AI-generated code fails in categories that human-written code rarely does: hallucinated package imports that install at pip-install time and fail at runtime, hardcoded credentials in example blocks that reviewers miss because the pattern looks intentional, and O(N²) performance anti-patterns that are invisible on small datasets. Standard PR review norms weren't designed to catch these.

Stack Overflow's Developer Survey has tracked a widening gap between AI tool adoption and developer trust in that output. Developers are using AI coding tools faster than teams are building governance for them. The informal review norm — "another pair of eyes on the diff" — assumes the reviewer knows what failure modes to look for. With AI-generated code, the failure modes shifted and the review norms didn't.
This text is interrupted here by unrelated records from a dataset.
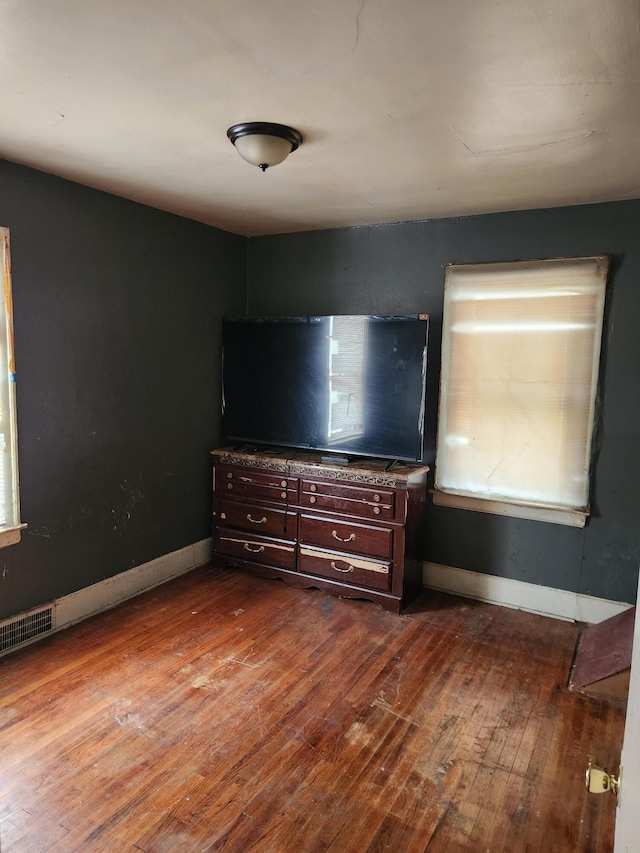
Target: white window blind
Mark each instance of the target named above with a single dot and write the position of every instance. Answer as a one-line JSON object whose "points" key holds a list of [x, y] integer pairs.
{"points": [[9, 498], [520, 355]]}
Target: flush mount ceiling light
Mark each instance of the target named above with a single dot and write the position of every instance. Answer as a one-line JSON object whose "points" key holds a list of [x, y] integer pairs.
{"points": [[263, 143]]}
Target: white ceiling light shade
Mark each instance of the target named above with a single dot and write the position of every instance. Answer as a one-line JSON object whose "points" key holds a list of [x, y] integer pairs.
{"points": [[263, 143]]}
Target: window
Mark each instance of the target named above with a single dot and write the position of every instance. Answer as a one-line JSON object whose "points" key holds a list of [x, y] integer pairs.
{"points": [[520, 355], [9, 499]]}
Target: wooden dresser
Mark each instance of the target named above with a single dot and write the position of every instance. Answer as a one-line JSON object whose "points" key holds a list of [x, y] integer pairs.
{"points": [[354, 531]]}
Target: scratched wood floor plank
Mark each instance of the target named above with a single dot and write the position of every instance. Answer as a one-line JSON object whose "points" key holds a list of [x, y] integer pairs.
{"points": [[226, 712]]}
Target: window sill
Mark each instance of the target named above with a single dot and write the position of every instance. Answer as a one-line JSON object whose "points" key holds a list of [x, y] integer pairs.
{"points": [[551, 514], [11, 535]]}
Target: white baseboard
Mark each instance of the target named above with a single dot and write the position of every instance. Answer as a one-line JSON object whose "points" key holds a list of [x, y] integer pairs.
{"points": [[519, 595], [111, 591]]}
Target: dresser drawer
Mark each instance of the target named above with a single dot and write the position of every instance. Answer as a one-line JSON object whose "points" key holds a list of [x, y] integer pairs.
{"points": [[352, 537], [258, 549], [345, 567], [383, 498], [260, 519], [359, 502], [260, 485]]}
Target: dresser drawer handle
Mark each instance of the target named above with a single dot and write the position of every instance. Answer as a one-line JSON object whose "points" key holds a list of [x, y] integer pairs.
{"points": [[335, 566], [350, 537]]}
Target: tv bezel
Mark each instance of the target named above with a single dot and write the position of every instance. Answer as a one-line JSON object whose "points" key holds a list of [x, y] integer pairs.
{"points": [[340, 455]]}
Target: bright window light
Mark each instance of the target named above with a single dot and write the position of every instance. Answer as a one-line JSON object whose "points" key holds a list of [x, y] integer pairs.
{"points": [[520, 356], [9, 499]]}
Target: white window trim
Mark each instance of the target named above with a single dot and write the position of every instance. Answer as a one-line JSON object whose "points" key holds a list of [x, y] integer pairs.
{"points": [[523, 507]]}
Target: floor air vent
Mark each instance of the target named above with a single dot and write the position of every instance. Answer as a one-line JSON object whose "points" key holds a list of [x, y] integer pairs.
{"points": [[24, 628]]}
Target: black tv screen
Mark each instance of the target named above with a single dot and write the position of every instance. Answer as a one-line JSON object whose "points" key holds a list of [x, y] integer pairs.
{"points": [[347, 385]]}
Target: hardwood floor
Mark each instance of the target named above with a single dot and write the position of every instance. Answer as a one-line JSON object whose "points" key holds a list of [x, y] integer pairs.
{"points": [[226, 712]]}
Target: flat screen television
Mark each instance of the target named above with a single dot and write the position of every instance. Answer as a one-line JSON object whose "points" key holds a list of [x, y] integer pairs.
{"points": [[346, 385]]}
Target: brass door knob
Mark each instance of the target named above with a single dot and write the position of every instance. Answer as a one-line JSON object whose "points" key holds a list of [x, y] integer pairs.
{"points": [[597, 780]]}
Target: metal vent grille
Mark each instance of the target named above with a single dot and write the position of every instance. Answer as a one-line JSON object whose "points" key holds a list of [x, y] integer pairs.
{"points": [[25, 628]]}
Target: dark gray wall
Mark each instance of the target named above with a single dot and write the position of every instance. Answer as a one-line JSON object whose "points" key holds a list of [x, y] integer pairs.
{"points": [[395, 269], [117, 323]]}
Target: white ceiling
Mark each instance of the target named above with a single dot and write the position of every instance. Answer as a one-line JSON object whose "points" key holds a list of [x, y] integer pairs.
{"points": [[410, 109]]}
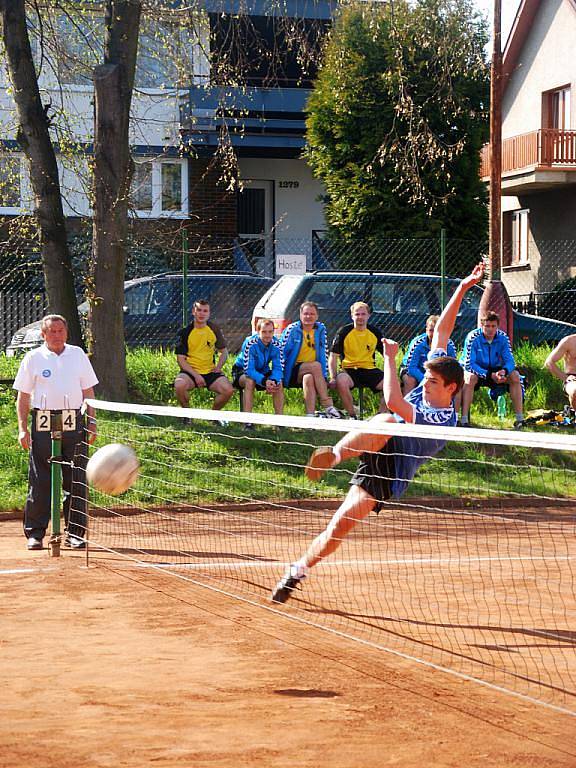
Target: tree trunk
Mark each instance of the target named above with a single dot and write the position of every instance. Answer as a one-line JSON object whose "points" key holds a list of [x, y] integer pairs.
{"points": [[34, 138], [113, 82]]}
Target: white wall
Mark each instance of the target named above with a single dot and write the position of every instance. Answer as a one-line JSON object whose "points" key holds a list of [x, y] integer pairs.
{"points": [[297, 210], [546, 62]]}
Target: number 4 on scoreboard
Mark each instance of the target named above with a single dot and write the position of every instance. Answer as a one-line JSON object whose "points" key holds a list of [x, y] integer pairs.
{"points": [[68, 420]]}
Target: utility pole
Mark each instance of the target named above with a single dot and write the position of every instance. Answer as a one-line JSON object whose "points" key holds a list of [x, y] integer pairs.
{"points": [[495, 296]]}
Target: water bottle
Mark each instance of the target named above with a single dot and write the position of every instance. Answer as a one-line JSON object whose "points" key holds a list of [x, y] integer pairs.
{"points": [[501, 406]]}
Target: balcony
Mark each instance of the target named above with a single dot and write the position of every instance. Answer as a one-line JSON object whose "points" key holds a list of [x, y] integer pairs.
{"points": [[542, 159], [259, 121]]}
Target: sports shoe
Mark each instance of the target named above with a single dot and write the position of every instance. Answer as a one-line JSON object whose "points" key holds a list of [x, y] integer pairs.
{"points": [[287, 584], [321, 459], [75, 542]]}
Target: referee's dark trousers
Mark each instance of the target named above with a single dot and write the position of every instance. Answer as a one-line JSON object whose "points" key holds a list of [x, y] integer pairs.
{"points": [[38, 507]]}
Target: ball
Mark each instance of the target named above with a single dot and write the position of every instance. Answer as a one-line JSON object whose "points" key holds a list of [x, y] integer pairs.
{"points": [[113, 469]]}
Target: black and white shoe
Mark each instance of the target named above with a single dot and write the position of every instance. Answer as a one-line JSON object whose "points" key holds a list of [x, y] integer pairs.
{"points": [[287, 584]]}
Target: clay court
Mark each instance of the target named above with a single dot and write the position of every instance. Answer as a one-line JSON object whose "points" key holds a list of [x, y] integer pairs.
{"points": [[125, 663]]}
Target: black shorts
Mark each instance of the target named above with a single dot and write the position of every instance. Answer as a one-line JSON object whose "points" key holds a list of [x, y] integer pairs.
{"points": [[365, 377], [488, 381], [237, 372], [375, 474], [209, 378], [293, 383]]}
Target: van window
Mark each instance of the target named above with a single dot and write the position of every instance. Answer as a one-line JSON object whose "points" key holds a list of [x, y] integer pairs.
{"points": [[412, 298], [162, 299], [336, 294], [383, 297], [281, 293], [136, 299]]}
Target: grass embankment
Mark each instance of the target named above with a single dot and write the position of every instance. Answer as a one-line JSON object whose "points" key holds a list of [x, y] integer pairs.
{"points": [[234, 455]]}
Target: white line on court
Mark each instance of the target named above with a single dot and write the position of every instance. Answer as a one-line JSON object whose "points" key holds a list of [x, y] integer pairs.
{"points": [[340, 563], [10, 571]]}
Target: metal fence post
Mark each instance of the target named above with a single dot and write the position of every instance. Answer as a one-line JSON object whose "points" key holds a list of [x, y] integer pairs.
{"points": [[442, 268], [184, 277]]}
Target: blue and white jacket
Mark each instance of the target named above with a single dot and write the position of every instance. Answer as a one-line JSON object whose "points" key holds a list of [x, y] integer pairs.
{"points": [[260, 361], [417, 354], [479, 356], [291, 341]]}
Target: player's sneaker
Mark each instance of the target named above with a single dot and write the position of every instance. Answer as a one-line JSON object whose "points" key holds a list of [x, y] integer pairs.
{"points": [[321, 459], [287, 584]]}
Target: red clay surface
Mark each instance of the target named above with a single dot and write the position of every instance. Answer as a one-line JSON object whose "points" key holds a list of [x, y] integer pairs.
{"points": [[116, 666]]}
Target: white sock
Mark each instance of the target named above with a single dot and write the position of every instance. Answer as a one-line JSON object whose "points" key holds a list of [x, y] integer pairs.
{"points": [[299, 569]]}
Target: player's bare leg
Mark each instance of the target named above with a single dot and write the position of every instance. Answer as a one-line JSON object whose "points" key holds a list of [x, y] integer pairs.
{"points": [[223, 390], [355, 507], [248, 385], [314, 386], [182, 386], [570, 389], [349, 447], [470, 381], [344, 385], [278, 400]]}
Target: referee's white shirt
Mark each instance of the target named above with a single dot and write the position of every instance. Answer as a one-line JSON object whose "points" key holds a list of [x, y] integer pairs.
{"points": [[55, 381]]}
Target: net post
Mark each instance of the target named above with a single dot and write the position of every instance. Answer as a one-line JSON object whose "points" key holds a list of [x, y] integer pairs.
{"points": [[361, 401], [55, 484]]}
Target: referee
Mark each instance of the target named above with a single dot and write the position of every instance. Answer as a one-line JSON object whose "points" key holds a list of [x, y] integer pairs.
{"points": [[54, 379]]}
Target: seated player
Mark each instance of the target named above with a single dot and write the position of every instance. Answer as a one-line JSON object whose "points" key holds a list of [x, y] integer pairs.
{"points": [[488, 361], [413, 366], [387, 463], [198, 346], [354, 347], [259, 367], [304, 351], [565, 351]]}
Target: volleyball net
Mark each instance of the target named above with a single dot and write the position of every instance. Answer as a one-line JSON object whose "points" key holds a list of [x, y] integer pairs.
{"points": [[471, 571]]}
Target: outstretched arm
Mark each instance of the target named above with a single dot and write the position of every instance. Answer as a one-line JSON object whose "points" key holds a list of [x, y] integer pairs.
{"points": [[392, 391], [447, 319], [554, 358]]}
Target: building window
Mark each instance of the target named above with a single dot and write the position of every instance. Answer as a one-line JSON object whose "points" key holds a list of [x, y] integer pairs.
{"points": [[516, 228], [10, 184], [160, 188], [559, 109]]}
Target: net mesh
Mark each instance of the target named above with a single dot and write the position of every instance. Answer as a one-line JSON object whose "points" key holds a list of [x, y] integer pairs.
{"points": [[472, 570]]}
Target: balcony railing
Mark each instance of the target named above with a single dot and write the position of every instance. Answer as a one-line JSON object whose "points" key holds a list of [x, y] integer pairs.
{"points": [[544, 148]]}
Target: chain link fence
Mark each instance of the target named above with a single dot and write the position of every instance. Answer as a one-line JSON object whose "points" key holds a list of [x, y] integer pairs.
{"points": [[233, 274]]}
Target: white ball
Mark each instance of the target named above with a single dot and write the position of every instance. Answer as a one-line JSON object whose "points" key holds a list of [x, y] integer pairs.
{"points": [[113, 468]]}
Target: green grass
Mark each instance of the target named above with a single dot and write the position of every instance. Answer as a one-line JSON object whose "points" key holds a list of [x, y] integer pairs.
{"points": [[230, 465]]}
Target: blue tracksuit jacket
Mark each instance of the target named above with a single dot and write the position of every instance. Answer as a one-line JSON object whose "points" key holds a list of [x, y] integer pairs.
{"points": [[479, 356], [291, 341], [417, 354], [258, 361]]}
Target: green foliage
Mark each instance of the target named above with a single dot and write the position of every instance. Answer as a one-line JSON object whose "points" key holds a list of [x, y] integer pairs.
{"points": [[397, 119], [151, 374]]}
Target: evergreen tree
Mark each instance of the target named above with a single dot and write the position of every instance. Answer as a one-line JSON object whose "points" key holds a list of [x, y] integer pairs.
{"points": [[397, 119]]}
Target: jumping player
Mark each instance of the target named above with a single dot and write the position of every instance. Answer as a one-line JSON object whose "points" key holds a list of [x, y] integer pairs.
{"points": [[387, 463]]}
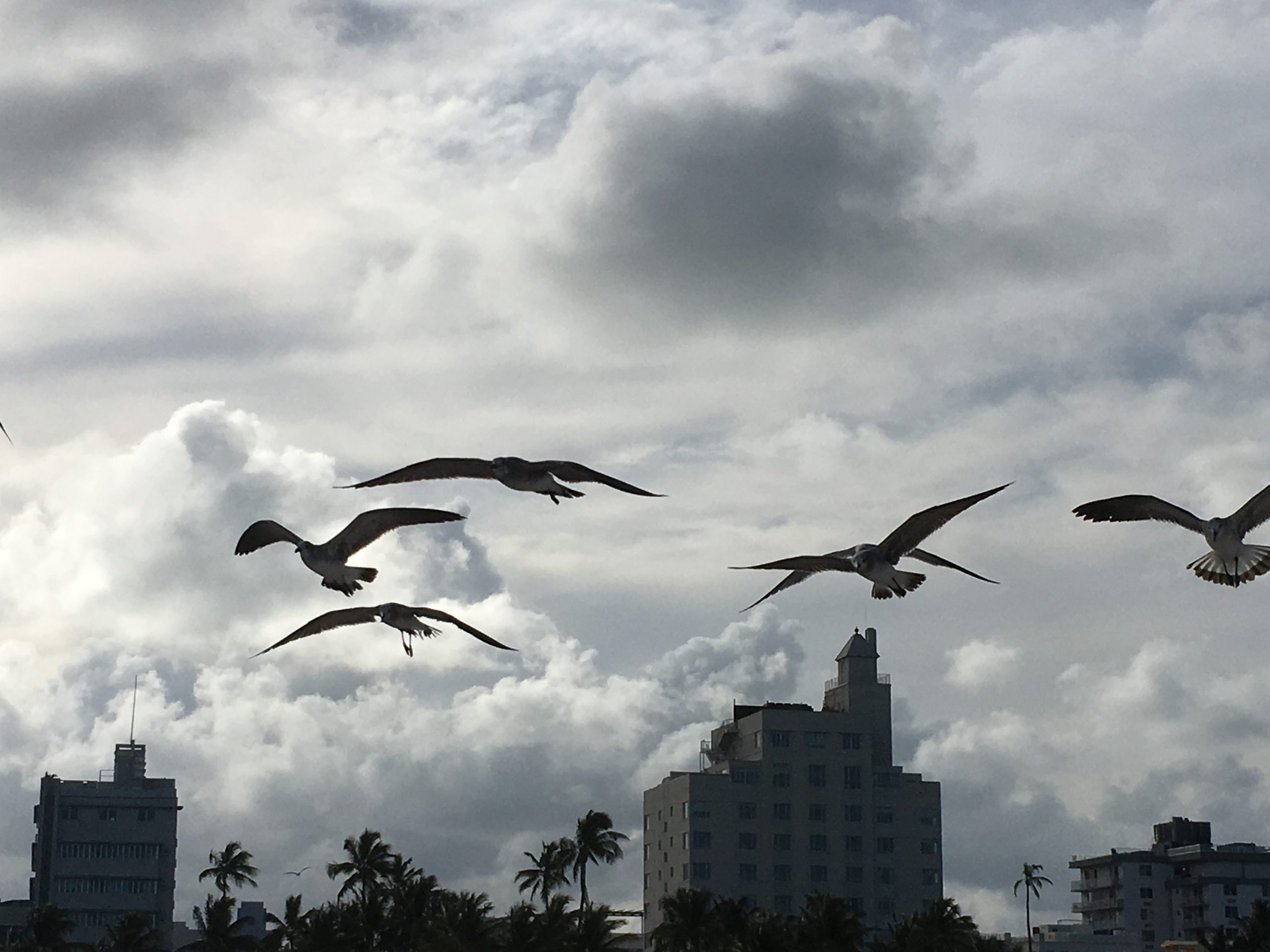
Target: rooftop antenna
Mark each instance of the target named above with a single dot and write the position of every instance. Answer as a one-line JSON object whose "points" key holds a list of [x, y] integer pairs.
{"points": [[132, 728]]}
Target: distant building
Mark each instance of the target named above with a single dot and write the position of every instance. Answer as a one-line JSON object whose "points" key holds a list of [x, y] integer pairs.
{"points": [[1179, 889], [107, 847], [790, 801]]}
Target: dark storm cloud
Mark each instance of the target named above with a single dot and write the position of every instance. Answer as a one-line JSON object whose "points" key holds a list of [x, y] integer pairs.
{"points": [[65, 139]]}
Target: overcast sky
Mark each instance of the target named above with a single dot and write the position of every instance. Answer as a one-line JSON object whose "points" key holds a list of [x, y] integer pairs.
{"points": [[803, 267]]}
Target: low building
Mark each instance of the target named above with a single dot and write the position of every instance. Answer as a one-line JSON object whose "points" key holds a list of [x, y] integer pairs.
{"points": [[1180, 889], [790, 801]]}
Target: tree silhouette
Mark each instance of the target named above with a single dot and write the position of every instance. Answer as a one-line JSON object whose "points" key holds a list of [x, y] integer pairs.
{"points": [[233, 865], [1032, 884], [595, 842]]}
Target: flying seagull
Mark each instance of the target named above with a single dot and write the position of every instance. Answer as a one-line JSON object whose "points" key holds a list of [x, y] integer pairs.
{"points": [[404, 619], [329, 559], [511, 472], [878, 563], [1228, 563]]}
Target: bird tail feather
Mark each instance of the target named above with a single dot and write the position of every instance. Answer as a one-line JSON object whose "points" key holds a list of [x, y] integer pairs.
{"points": [[1248, 565]]}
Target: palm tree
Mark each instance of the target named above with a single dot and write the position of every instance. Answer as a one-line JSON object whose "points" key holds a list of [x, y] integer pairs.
{"points": [[135, 932], [596, 841], [370, 860], [1032, 884], [827, 926], [233, 865], [688, 922], [549, 870], [218, 930], [291, 927]]}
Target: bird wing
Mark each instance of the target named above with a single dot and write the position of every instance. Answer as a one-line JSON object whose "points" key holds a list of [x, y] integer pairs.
{"points": [[917, 527], [325, 622], [374, 524], [1253, 513], [263, 534], [931, 559], [441, 469], [797, 577], [439, 616], [1139, 508], [577, 473]]}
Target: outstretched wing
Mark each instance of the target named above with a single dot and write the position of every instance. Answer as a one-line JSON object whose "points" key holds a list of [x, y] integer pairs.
{"points": [[1137, 509], [263, 534], [439, 616], [568, 472], [441, 469], [374, 524], [797, 577], [931, 559], [917, 527], [1253, 513], [325, 622]]}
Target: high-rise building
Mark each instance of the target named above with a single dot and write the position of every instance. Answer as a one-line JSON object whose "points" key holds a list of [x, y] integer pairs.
{"points": [[107, 847], [1179, 889], [790, 801]]}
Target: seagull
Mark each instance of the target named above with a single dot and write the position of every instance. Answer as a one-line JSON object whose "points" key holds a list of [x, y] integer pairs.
{"points": [[1230, 560], [329, 559], [511, 472], [404, 619], [877, 563]]}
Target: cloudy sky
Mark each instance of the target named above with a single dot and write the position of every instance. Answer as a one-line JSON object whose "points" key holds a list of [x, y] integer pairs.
{"points": [[804, 267]]}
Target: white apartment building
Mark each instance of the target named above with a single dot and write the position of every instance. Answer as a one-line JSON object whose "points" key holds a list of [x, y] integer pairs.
{"points": [[790, 801]]}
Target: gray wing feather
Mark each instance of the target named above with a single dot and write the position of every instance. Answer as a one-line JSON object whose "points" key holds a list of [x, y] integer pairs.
{"points": [[325, 622], [439, 616], [916, 529], [375, 524], [263, 534], [931, 559], [568, 472], [1137, 508], [1253, 513], [440, 469]]}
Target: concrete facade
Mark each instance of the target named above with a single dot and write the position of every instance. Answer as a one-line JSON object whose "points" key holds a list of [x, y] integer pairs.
{"points": [[1179, 889], [107, 847], [790, 801]]}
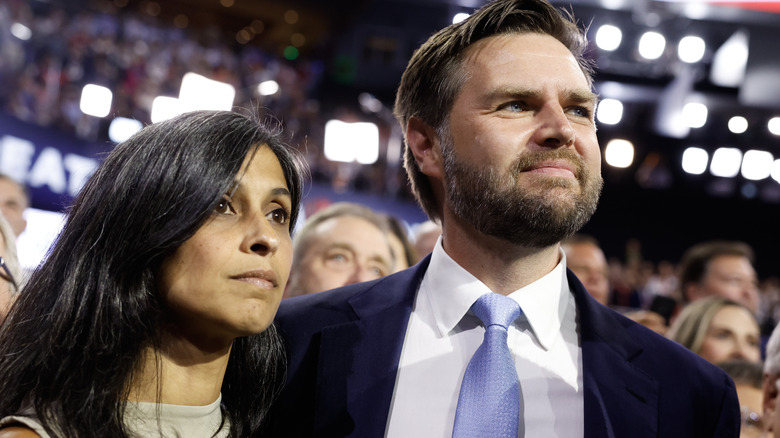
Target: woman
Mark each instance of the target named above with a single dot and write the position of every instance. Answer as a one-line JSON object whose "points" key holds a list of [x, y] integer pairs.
{"points": [[718, 329], [140, 321]]}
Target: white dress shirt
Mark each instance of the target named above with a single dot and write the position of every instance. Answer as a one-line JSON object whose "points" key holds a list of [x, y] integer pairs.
{"points": [[443, 334]]}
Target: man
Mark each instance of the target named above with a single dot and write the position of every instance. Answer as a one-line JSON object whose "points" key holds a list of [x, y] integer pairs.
{"points": [[587, 261], [342, 244], [13, 201], [770, 400], [721, 268], [10, 273], [501, 148]]}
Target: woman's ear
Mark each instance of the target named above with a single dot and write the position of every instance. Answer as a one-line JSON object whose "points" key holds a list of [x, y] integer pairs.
{"points": [[423, 141]]}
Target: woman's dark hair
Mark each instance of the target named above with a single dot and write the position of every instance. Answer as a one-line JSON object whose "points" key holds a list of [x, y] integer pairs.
{"points": [[73, 339]]}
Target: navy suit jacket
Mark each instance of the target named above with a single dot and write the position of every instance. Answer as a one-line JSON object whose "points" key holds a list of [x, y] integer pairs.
{"points": [[344, 347]]}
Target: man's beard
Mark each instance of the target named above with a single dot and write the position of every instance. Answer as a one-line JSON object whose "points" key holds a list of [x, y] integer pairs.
{"points": [[533, 217]]}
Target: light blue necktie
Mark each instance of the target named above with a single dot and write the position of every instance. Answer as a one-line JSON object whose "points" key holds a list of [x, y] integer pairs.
{"points": [[489, 400]]}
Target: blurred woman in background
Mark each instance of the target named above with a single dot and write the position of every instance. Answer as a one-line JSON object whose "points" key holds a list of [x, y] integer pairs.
{"points": [[718, 329]]}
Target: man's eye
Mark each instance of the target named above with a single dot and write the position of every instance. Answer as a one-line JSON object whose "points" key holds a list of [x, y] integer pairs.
{"points": [[514, 106], [581, 111]]}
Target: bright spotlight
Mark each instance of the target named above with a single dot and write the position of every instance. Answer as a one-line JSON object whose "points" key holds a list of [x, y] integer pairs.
{"points": [[730, 61], [267, 88], [695, 160], [774, 125], [201, 93], [610, 111], [619, 153], [726, 162], [695, 114], [738, 124], [459, 17], [652, 45], [21, 31], [348, 142], [691, 49], [164, 108], [757, 165], [95, 100], [608, 37], [122, 128], [776, 170]]}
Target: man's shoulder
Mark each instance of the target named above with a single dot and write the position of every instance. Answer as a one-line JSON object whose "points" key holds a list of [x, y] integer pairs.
{"points": [[350, 302], [665, 359]]}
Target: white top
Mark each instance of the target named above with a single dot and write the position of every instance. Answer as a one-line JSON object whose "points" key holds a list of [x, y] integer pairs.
{"points": [[141, 419], [443, 335]]}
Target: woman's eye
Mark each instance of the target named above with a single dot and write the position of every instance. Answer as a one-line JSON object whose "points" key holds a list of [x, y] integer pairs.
{"points": [[280, 216], [224, 206]]}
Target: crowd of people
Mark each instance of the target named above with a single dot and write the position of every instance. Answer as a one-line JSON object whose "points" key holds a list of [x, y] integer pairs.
{"points": [[139, 57], [181, 299]]}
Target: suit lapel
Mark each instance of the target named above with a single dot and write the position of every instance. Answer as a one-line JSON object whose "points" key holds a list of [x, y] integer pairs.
{"points": [[620, 399], [359, 359]]}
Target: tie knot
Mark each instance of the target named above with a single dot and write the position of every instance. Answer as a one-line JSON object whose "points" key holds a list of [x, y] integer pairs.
{"points": [[493, 308]]}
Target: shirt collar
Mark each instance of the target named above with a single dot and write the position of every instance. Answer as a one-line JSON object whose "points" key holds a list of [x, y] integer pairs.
{"points": [[451, 290]]}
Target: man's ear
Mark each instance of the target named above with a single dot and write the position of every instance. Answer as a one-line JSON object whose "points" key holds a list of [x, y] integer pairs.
{"points": [[424, 144], [769, 387]]}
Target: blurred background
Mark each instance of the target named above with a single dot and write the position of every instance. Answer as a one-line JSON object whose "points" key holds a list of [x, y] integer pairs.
{"points": [[688, 125]]}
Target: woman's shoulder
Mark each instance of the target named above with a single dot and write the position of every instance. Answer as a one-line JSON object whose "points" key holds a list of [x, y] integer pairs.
{"points": [[18, 431], [21, 426]]}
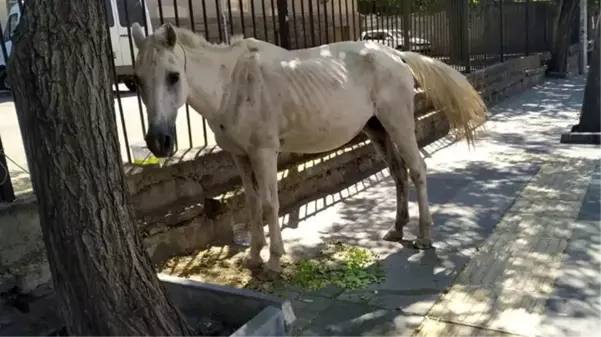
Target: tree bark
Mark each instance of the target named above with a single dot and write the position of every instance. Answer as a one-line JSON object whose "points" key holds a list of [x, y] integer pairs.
{"points": [[104, 279], [590, 116], [562, 32]]}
Three things change when a significant share of your code comes from an AI assistant. Reviewers lose calibration: when every function looks plausible, the reviewer's "this feels wrong" detector degrades. The blast radius of a bad pattern grows: AI assistants repeat their own errors consistently, so one bad pattern tends to appear across many files. And the paper trail disappears: "the model generated this" isn't an explanation a security team can evaluate.

A policy replaces the calibration loss with explicit gates.

The Three Gates a Policy Should Define

A code review policy for an AI-augmented team needs three defined gates: a pre-commit check that runs locally before a developer pushes, a CI gate that must pass before a pull request can merge, and a human review threshold that specifies when a human is required rather than optional. Without all three, the policy has gaps.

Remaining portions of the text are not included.